DataWeave 2.2: Compare lists using Arrays module


1. Overview

Mule Runtime 4.2 was released with DataWeave 2.2 version. Lots of new useful functions are added in Arrays module. In this post, we will see how can we compare two arraylists to find matched and unmatched objects.

Requirements:

  • Mule Runtime 4.2.0 and above

  • DataWeave 2.2

If you are a DataWeave 1 user and haven’t seen DataWeave 2 yet, then I suggest you check DataWeave 2 Syntax changes post to get you started.

2. DataWeave 2.2 Arrays Module

DataWeave 2.2 comes with many new functions like drop, dropWhile, join, leftJoin, outerJoin and more in dw::core::Arrays module. These functions now provide different ways to operate and transform array data.

Let’s consider an use case of receiving books feed from two different sources. Some books may exist in both feeds. To prevent duplicate processing of the books, we want to compare these two lists and find the matched as well as unmatched items between lists.
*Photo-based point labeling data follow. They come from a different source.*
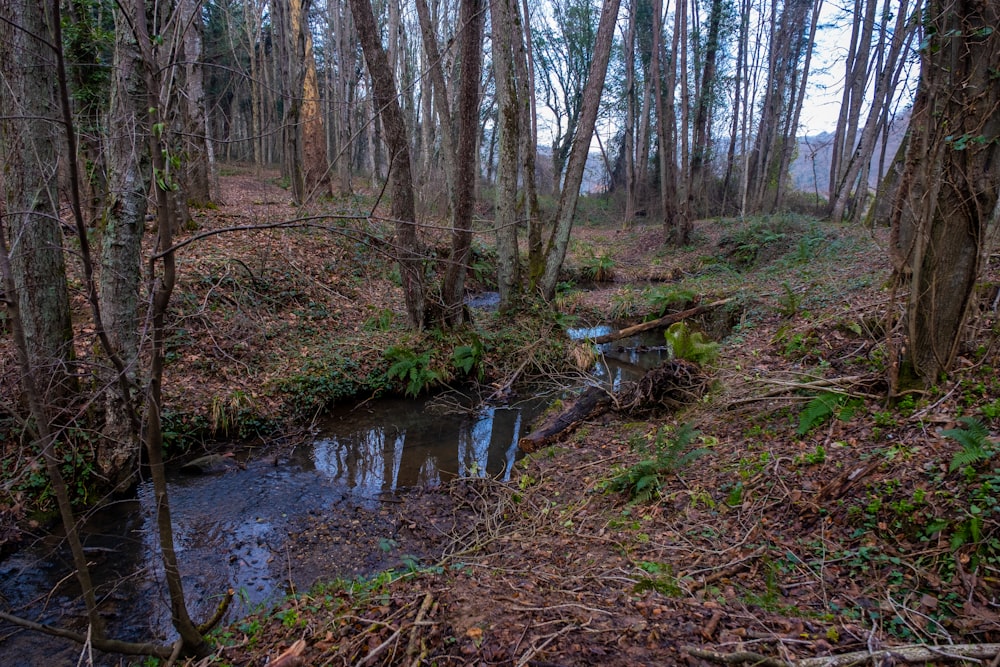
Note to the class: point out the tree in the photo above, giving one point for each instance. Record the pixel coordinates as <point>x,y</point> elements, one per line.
<point>565,51</point>
<point>559,239</point>
<point>505,32</point>
<point>948,200</point>
<point>787,70</point>
<point>121,249</point>
<point>701,151</point>
<point>403,209</point>
<point>851,178</point>
<point>200,181</point>
<point>304,154</point>
<point>30,142</point>
<point>470,58</point>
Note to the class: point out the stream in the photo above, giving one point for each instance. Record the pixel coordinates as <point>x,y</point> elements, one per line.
<point>232,530</point>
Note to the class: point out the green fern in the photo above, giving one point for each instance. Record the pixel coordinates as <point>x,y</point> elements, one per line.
<point>468,358</point>
<point>975,442</point>
<point>412,368</point>
<point>643,481</point>
<point>826,405</point>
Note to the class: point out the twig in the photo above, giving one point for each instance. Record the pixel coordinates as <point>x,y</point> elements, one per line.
<point>914,653</point>
<point>411,649</point>
<point>535,650</point>
<point>738,658</point>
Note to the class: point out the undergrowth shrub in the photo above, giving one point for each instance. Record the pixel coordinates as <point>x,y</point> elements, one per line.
<point>412,368</point>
list1.json: Books List 1 - List of some books from Harry Potter series
[
	{
		"title": "Harry Potter and the Sorcerer's Stone",
		"ASIN": "B0192CTMYG"
	},
	{
		"title": "Harry Potter and the Chamber of Secrets", (1)
		"ASIN": "B0192CTMW8"
	},
	{
		"title": "Harry Potter and the Deathly Hallows",
		"ASIN": "B0192CTMWS"
	},
	{
		"title": "Harry Potter and the Goblet of Fire", (1)
		"ASIN": "B0192CTMUU"
	},
	{
		"title": "Harry Potter and the Order of the Phoenix", (1)
		"ASIN": "B0192CTMXM"
	}
]
1 Exist in both lists
list2.json: Books List 2 - List of some books from Harry Potter series
[
	{
		"title": "Harry Potter and the Prisoner of Azkaban",
		"ASIN": "B0192CTMX2"
	},
	{
		"title": "Harry Potter and the Goblet of Fire",	(1)
		"ASIN": "B0192CTMUU"
	},
	{
		"title": "Harry Potter and the Chamber of Secrets", (1)
		"ASIN": "B0192CTMW8"
	},
	{
		"title": "Harry Potter and the Order of the Phoenix", (1)
		"ASIN": "B0192CTMXM"
	},
	{
		"title": "Harry Potter and the Half-Blood Prince",
		"ASIN": "B0192CTMWI"
	}
]
1 Exist in both lists

2.1 Arrays.outerJoin()

The new outerJoin function from Arrays module is similar to outer join in sql programming. It returns all records from left array list that satisfies the given criteria with right array list and all items from both lists that does not satisfy criteria.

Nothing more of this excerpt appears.